Lürzer's Archive Vol. 3-2019 is out now, and just in time for the Cannes Lions Festival, held between June 17th and June 21st. As always, I won't be attending, I have written about my purely personal reasons for not going before, but there will be a delegation of Lürzer's Archive consisting of "super agents" Charlotte Bufler and HP Albrecht to represent us and Lürzer's Archive also has a booth at the Palais des Festivals et des Congrès where you might be able to pick up recent issues of the magazine and our 200 Best books.
I did, however, manage to travel to London recently to look at the exhibition of award-winning work at this year's D&AD (Design & Art Directors Club), which for me – even after all these years – is perhaps still the most serious and prestigious awards show the ad industry has to offer. I mostly go there to find that most of the awarded print work has been showcased in the pages of Lürzer’s Archive magazine over the past year. There are, however, always just a few things that I see for the first time – and which I definitely believe should be in the magazine.
Unfortunately, due to a rather forbidding deadline for this issue (a result of D&AD having been a week later than usual this year while Cannes Lions are a week early), the little creative gems I have been able to discover there won’t make it into this issue and will have to wait until Vol. 4-19. That said, there will still be a lot of work featured in this current issue, print campaigns and films that will no doubt score big at Cannes next week.

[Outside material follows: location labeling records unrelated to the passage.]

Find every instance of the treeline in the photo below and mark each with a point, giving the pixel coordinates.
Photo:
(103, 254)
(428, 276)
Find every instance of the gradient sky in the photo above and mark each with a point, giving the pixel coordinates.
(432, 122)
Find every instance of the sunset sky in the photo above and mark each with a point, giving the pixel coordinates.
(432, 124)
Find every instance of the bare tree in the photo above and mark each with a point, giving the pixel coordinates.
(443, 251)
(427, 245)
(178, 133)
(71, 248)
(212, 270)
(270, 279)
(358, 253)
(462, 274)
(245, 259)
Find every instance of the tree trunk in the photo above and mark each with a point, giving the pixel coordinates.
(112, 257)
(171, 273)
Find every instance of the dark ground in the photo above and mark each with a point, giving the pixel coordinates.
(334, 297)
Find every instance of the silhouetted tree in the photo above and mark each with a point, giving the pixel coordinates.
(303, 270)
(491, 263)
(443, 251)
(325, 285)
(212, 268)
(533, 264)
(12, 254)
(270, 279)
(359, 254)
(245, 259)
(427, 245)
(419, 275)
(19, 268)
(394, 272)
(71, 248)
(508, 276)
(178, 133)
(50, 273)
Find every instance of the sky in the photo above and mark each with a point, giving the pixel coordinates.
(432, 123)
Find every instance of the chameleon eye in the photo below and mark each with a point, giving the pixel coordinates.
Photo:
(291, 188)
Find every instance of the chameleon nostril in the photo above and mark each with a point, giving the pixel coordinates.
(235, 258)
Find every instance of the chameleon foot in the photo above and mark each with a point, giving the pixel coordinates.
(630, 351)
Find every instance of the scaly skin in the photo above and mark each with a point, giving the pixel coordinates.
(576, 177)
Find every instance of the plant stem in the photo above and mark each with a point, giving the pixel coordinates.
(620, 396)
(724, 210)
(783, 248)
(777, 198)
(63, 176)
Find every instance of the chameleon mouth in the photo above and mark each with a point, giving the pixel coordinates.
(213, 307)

What strikes me most about Vol, 3-2019 is the clear dominance of Latin American – and particularly Brazilian – print campaigns. The amazing visual creativity of Brazilian advertising, most especially print, has of course been obvious for many years – twenty at least, I would say. In the meantime, however, great “Brazilian” creativity no longer just comes from the country itself but originates with the numerous Brazilian creatives who are now working all over the world – in the US, the UK, or in places as far afield as Spain, Dubai, etc. Kate Brown, our invaluable and much cherished contact for the UK, recently forwarded me an article from British advertising weekly, Campaign headlined “Everyone needs a Brazilian: the South American creative invasion,” which goes all the way back to venerated agency founder Washington Olivetto of W/Brasil, who moved to London two years ago. That city has long been a destination for ambitious South American talent, but there is now a new wave of creative leaders from the continent that has taken the helm at agencies in the UK. Examples interviewed in the Campaign article include Ana and Hermeti Balarin of Mother, and Andre (Didi) Laurentino, CCO of Ogilvy UK, as well as Guillermo Vega, CCO of Saatchi & Saatchi, London. This creative surge from South America does not, of course, come as a surprise to us here at Archive, and neither should it to you, our readers since we have been following it in these pages for many years. In this issue alone, you will find 13 print campaigns from Brazil, nine from Colombia, four apiece from Argentina and Puerto Rico, two from Ecuador, and one from Chile. This adds up to a total of 33 print campaigns from Latin America, out of a total of 103 in all in this issue.
Leading the pack in terms of print advertising for Vol. 3-19 is, however, the US, which managed to land one more – i.e. 14 – than Brazil. As for the 54 film campaigns featured here, the highest-ranking country is the UK with 14 (TV and online), followed by the US with nine, and then, trailing at some distance, France with five. The interview for this issue was conducted by Lürzer’s Archive’s aforementioned “Special Agent” Charlotte Bufler, who talked to Susan Credle, Global CCO at FCB, under the headline “Negative energy exhausts me.”
The curator of our Digital section, meanwhile, is Björn Stahl, ECD/CCO and member of the board at INGO, a Stockholm agency created by an internationally unique merger between Grey and Ogilvy. The title of this interview: “Six months is a lifetime in our business.” I hope you will enjoy – and be inspired by – the work showcased on the pages that follow.
I'm certain that there will be a lot for you to discover in our new issue (and I haven't even said anything about its brilliant cover shot for Harley-Davidson by the great and amazingly prolific Ale Burset, who I interviewed in our previous issue, Vol. 2-19.